Czy można w to wierzyć, skoro kilka dni wcześniej ta sama gazeta powątpiewała, czy Gorgonowa w ogóle kiedykolwiek mieszkała w Dalmacji i czy zna język serbski?
Popołudniówki piszą, że jest zła i próżna i zanim wyjdzie z celi na przesłuchanie, zawsze długo się stroi, szminkuje usta, pudruje twarz i przegląda się w lustrze. Prasa rewolwerowa, jak ją nazywają we Lwowie, odpowiada na zapotrzebowanie czytelników, którzy chcą czytać o moralnym zepsuciu domu Zaremby, dowiedzieć się szczegółów – kto, kogo, z kim i dlaczego – poznać bliżej bohaterów, spojrzeć im w oczy (redakcje biją się o zdjęcie inżyniera Zaremby, ale nigdzie nie mogą go zdobyć) i ocenić, kto jest zły, a kto dobry.

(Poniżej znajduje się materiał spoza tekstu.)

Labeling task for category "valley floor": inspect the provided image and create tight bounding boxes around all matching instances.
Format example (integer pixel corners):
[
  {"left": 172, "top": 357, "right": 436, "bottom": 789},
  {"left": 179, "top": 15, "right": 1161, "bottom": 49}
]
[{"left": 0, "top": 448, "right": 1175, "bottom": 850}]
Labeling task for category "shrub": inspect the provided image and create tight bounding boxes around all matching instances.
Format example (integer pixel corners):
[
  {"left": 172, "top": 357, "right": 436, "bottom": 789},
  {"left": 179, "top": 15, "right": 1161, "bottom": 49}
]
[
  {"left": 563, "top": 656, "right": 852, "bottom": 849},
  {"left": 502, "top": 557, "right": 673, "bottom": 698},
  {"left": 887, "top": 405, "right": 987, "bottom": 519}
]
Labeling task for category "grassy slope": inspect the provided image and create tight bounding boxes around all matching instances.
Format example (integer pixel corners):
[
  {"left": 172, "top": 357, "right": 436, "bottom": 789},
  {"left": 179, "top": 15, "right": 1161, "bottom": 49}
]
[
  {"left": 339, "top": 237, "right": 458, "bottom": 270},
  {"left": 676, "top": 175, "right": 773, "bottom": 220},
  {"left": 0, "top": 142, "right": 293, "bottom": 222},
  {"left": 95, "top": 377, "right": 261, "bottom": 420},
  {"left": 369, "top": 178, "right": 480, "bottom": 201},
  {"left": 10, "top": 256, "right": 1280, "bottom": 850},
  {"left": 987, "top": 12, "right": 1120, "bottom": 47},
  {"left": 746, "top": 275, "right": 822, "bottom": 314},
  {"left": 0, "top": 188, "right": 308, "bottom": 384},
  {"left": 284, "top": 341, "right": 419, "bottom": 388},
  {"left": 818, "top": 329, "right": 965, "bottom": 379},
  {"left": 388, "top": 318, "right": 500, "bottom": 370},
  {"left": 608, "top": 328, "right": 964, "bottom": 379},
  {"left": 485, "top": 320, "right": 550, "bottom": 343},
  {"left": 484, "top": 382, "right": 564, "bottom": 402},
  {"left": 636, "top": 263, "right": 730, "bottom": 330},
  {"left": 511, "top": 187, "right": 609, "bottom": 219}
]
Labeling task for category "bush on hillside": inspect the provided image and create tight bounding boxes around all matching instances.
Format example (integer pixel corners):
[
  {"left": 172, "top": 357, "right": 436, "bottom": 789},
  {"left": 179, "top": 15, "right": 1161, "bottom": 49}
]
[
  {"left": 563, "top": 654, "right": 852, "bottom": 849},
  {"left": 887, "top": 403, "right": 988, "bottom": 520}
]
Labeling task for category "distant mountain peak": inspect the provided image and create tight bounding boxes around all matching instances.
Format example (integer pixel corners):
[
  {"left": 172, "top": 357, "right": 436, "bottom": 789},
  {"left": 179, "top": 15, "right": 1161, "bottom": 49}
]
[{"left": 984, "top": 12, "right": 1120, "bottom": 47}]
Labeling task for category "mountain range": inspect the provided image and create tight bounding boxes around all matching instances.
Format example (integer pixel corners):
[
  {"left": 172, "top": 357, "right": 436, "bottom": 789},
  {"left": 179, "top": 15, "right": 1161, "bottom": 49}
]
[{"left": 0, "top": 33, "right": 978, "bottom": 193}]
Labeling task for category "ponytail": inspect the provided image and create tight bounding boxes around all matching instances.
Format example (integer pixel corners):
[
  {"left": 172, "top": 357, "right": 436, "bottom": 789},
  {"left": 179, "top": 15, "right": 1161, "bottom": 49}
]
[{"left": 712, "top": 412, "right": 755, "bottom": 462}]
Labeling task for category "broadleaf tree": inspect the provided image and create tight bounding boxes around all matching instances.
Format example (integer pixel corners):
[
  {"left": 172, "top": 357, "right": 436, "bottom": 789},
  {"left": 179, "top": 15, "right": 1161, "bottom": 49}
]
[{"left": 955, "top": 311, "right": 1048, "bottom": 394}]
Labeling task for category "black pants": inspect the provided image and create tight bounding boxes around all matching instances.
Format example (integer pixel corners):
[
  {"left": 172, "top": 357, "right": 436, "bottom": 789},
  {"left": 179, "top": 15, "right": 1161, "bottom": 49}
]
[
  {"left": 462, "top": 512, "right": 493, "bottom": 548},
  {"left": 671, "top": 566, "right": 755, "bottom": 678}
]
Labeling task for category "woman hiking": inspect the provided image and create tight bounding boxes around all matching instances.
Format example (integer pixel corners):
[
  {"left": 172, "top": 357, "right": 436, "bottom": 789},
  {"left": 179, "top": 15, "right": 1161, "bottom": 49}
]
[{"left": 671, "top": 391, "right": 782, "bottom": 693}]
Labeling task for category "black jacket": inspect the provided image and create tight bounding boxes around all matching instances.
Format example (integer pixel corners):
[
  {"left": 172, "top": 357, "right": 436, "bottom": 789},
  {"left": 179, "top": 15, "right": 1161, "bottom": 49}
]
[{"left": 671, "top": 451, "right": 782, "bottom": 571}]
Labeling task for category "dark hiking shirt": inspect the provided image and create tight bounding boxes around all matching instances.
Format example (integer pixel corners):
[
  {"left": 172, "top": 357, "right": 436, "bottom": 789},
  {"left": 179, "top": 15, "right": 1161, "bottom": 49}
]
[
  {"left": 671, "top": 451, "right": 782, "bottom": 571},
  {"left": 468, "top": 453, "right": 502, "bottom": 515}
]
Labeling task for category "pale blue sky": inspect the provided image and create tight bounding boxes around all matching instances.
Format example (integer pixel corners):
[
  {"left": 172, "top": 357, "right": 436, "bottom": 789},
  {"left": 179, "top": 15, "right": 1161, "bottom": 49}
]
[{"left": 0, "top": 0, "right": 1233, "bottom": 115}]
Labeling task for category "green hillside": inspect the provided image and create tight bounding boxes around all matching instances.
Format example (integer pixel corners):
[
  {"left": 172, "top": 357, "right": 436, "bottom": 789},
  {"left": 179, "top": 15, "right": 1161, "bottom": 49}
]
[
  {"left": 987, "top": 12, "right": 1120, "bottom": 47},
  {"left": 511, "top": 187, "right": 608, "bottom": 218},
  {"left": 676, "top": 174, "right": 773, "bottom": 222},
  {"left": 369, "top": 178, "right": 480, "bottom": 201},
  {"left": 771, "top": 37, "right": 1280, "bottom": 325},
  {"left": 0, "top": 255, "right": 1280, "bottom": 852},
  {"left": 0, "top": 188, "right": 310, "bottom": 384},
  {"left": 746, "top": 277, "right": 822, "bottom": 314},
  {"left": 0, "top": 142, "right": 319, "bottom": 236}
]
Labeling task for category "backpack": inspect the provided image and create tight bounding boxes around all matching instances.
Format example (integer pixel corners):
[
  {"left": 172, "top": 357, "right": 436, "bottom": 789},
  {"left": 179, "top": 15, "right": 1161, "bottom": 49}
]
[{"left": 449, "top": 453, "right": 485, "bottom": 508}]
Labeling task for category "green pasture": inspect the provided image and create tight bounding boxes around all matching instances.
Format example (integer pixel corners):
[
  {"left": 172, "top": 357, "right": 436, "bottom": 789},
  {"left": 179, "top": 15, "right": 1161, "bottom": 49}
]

Zła jest Gorgonowa, bo omotała starego, wykorzystała go, być może kosztem jego dzieci, a na koniec zabiła mu córkę, z którą konkurowała.

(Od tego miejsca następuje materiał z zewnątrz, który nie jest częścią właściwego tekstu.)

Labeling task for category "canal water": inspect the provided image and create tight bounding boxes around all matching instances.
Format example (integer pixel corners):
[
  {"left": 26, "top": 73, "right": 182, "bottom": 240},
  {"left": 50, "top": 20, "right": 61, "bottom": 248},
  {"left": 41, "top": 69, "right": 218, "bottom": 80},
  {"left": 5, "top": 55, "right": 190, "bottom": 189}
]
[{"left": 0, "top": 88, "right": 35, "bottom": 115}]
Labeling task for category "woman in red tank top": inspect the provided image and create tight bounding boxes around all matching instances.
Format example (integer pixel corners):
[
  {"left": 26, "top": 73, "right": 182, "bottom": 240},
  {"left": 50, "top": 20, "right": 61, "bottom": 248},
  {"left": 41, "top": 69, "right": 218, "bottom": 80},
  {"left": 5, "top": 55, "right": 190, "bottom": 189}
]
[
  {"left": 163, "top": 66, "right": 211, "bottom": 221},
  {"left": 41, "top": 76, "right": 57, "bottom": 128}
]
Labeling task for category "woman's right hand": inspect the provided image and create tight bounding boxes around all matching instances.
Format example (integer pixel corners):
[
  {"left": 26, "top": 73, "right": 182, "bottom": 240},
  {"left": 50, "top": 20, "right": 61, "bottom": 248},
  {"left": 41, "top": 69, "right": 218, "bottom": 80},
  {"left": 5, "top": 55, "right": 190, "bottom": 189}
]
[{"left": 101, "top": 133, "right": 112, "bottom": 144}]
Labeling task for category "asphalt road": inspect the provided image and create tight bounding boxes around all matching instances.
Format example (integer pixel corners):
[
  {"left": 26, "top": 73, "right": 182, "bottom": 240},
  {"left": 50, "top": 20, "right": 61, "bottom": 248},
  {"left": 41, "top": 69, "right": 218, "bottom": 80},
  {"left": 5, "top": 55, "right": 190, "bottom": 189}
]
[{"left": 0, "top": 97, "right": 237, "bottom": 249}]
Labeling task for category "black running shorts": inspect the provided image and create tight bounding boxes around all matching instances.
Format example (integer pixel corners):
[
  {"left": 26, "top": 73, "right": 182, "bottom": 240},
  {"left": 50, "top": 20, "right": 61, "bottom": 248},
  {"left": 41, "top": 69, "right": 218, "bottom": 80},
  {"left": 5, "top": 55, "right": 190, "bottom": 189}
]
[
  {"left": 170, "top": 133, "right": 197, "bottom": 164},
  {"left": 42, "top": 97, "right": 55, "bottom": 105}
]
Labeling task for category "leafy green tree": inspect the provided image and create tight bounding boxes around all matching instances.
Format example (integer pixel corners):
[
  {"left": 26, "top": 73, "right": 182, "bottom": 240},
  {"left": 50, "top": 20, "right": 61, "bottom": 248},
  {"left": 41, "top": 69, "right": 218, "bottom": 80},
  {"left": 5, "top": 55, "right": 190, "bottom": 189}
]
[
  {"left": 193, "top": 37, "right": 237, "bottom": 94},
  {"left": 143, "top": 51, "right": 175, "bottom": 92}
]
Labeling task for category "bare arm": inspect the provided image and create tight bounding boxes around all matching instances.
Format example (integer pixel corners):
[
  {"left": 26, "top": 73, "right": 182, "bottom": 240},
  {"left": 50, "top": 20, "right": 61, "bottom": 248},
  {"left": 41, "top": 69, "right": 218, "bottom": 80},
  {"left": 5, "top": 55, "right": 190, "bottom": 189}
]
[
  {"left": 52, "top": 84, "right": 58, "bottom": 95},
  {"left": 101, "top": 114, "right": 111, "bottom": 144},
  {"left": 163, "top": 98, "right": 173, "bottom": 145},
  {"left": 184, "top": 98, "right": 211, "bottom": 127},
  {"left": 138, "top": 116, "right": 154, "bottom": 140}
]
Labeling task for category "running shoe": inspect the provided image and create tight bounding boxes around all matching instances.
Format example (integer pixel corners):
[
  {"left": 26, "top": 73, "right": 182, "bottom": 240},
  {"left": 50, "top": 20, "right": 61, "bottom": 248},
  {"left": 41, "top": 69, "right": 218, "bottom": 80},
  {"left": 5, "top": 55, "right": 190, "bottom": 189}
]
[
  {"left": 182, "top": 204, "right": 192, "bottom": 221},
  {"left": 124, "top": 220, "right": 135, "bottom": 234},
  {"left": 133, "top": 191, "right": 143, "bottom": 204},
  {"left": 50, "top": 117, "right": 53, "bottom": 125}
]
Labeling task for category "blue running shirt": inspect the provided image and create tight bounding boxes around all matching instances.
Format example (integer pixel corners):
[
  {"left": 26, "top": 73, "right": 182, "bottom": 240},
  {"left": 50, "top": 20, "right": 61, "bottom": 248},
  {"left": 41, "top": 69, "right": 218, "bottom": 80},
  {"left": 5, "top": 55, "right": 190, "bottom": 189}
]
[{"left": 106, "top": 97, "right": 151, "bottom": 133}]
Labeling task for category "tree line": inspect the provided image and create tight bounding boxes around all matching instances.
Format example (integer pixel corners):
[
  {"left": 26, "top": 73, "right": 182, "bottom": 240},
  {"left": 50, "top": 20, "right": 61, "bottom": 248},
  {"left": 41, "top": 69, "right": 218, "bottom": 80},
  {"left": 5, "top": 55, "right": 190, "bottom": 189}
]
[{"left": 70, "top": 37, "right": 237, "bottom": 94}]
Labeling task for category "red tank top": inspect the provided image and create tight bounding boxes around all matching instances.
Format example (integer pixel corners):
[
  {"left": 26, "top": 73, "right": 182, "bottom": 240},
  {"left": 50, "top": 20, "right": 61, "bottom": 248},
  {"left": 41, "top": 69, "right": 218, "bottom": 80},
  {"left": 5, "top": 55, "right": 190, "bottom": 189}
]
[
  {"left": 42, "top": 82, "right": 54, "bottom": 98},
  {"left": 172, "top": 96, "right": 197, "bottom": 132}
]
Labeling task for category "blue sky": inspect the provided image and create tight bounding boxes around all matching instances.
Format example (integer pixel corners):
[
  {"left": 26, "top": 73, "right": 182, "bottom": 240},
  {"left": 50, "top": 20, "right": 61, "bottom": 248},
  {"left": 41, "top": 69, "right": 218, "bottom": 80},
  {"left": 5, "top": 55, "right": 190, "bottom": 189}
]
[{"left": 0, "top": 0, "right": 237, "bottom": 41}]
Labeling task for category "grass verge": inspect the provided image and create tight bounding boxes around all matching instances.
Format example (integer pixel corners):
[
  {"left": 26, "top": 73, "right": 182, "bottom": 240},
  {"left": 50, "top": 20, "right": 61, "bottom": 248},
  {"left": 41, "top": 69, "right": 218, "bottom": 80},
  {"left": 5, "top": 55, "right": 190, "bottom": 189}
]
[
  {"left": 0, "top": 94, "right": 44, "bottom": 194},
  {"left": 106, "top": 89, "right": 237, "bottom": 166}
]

Zły jest Zaremba, bo dał się młódce omamić. Zamiast wieść żywot wdowca i odwiedzać chorą żonę w szpitalu, zakochał się bez pamięci. W zamordowaniu córki może nie brał udziału, ale kryje swoją kochanicę.

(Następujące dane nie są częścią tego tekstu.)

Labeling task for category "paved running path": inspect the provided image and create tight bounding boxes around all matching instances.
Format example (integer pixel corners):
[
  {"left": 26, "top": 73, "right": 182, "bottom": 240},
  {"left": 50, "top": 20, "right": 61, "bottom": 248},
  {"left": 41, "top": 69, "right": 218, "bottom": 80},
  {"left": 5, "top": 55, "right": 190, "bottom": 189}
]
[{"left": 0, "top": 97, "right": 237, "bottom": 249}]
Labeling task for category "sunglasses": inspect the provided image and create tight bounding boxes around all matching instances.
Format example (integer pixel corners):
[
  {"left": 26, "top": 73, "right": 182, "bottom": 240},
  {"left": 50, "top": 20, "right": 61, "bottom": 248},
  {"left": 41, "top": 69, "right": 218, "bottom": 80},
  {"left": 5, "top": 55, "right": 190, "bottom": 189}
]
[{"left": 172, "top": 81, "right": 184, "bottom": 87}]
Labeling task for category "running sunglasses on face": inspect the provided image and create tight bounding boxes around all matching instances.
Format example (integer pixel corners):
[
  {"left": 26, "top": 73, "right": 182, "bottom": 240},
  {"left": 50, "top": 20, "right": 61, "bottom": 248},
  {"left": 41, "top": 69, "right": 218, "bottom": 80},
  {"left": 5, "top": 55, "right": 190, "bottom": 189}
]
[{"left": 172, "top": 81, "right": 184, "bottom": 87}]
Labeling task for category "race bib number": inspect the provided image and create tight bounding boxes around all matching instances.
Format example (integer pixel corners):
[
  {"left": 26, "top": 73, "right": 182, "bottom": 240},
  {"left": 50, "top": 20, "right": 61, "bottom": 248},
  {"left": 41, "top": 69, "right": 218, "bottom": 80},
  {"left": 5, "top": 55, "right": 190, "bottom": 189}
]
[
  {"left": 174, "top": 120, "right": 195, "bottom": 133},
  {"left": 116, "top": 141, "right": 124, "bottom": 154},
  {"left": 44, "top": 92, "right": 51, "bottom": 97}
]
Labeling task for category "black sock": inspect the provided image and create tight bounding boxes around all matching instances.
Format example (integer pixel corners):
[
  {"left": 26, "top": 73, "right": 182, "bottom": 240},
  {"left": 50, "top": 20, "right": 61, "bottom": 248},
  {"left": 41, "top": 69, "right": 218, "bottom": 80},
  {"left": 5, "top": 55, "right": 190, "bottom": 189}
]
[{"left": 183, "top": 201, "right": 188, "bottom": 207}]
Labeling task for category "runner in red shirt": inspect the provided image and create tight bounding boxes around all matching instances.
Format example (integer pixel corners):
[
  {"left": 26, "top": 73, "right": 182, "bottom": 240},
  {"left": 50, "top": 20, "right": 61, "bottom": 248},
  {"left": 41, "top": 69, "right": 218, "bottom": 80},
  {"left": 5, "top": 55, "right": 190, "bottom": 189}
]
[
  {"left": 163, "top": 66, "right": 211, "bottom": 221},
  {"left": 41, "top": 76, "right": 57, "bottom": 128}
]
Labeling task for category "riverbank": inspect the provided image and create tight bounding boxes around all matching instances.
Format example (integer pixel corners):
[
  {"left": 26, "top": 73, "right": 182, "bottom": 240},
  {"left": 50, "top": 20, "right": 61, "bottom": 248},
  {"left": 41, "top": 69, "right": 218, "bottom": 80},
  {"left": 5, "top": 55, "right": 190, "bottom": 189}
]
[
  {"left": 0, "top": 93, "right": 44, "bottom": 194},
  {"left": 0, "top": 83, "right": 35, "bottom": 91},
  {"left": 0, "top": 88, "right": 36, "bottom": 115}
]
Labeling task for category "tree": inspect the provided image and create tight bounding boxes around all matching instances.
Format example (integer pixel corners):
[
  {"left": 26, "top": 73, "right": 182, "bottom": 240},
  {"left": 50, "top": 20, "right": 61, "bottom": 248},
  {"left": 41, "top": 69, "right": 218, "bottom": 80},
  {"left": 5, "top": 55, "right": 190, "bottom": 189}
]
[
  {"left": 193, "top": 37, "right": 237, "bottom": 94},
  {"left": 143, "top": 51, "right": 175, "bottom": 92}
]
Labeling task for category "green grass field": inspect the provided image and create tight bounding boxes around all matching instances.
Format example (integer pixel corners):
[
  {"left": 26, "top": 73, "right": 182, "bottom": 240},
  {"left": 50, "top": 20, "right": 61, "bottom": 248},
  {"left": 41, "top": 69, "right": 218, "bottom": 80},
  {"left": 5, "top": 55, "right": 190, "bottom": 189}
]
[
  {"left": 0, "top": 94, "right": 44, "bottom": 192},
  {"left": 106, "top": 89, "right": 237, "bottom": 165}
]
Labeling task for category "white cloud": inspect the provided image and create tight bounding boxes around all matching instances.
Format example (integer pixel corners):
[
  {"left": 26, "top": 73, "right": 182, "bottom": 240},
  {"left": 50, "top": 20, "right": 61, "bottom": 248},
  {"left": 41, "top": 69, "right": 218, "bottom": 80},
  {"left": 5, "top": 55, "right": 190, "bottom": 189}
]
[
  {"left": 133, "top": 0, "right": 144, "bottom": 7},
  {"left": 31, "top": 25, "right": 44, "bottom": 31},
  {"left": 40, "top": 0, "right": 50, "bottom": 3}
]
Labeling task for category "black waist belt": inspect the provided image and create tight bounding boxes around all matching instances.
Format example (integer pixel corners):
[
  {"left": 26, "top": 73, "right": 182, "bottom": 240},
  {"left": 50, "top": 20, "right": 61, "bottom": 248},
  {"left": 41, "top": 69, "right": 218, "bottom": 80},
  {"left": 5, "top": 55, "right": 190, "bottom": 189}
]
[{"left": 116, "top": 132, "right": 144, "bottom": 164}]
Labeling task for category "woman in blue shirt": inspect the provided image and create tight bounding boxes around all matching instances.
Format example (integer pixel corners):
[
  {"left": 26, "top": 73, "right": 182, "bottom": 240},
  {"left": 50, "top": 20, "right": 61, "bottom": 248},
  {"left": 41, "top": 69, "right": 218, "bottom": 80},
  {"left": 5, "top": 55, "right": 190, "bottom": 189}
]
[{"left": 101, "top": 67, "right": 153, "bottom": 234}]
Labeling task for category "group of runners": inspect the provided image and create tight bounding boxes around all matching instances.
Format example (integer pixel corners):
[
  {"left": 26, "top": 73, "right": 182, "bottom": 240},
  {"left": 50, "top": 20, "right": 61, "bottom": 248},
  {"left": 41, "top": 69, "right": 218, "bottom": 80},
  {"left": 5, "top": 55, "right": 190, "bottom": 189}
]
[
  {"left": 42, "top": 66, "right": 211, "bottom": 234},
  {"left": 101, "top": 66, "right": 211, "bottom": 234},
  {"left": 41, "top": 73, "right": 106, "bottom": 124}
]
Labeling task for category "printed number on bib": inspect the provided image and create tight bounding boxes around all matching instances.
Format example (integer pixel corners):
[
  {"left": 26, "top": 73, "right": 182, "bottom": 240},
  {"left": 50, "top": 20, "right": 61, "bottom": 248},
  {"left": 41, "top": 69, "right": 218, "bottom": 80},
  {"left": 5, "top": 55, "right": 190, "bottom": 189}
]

Dobra jest Lusia (nikt nie nazywa jej już Elżbietą), dziewczynka, która chciała wyrwać tatusia z rąk złej „macochy” i zapłaciła za to najwyższą cenę.
Gazety czynią z Gorgonowej uosobienie zła. Gdyby oprzeć się na tym, co piszą, byłaby bardziej podstępna niż Lady Makbet i gorsza niż macocha Kopciuszka.
Z przecieków ze śledztwa, plotek, strzępków informacji budują portret kobiety potwora. Piszą, że jej postępowanie cechuje cynizm, że nie okazuje skruchy. Że usta ma wykrzywione w nonszalanckim uśmiechu, gdy spotyka się z sędzią śledczym, a kpiący uśmieszek pojawia się na jej twarzy, gdy mówi o śmierci Lusi.
Nie mieliśmy jeszcze w Polsce sprawy, która by w tak niezwykły sposób zajmowała opinię publiczną – pisze komentator Senior w endeckich „Nowinach Codziennych”. – Roznamiętnienie, pełne gwałtownych nieraz dysput, przenika nawet do wnętrza rodzin. Ogromna większość szerokich mas obserwuje sprawę Gorgonowej z niesłabnącą ciekawością.
Czym wytłumaczyć to zjawisko?
Przede wszystkim wzmaga powszechne zaciekawienie fakt, że oskarżoną o zbrodnię jest kobieta. Kobiety bowiem stosunkowo rzadko dokonują zbrodni morderstwa własnymi rękoma. Za to morderstwo popełnione przez kobietę bezpośrednio jest o wiele bardziej wyrafinowane.
Po wtóre zaś fascynująco działa moment zagadki. Tajemnica willi brzuchowickiej została tak zagmatwana, że znak zapytania nie tylko się nie rozwiewa, ale coraz bardziej rośnie. Trudność dotarcia do źródeł prawdy czyni z procesu Gorgonowej sensację specjalnego kalibru.
Ale jest jeszcze coś więcej. To zbiorowe poczucie sprawiedliwości. Poczucie tak silnie, nieraz nawet aż namiętnie, dowodzi istnienia w Polsce czułego sumienia publicznego, zdolnego do reakcji zbiorowych i bardzo silnych.
Nadkomisarz Józef Frankiewicz natychmiast po przyjeździe do Lwowa na podstawie zeznań świadków odtwarza ostatnie chwile życia siedemnastoletniej Elżbiety Zarembianki. To jeden z ważniejszych dokumentów śledztwa, z którego poznajemy szczegółowy przebieg wypadków i to, co działo się tuż po śmierci dziewczynki.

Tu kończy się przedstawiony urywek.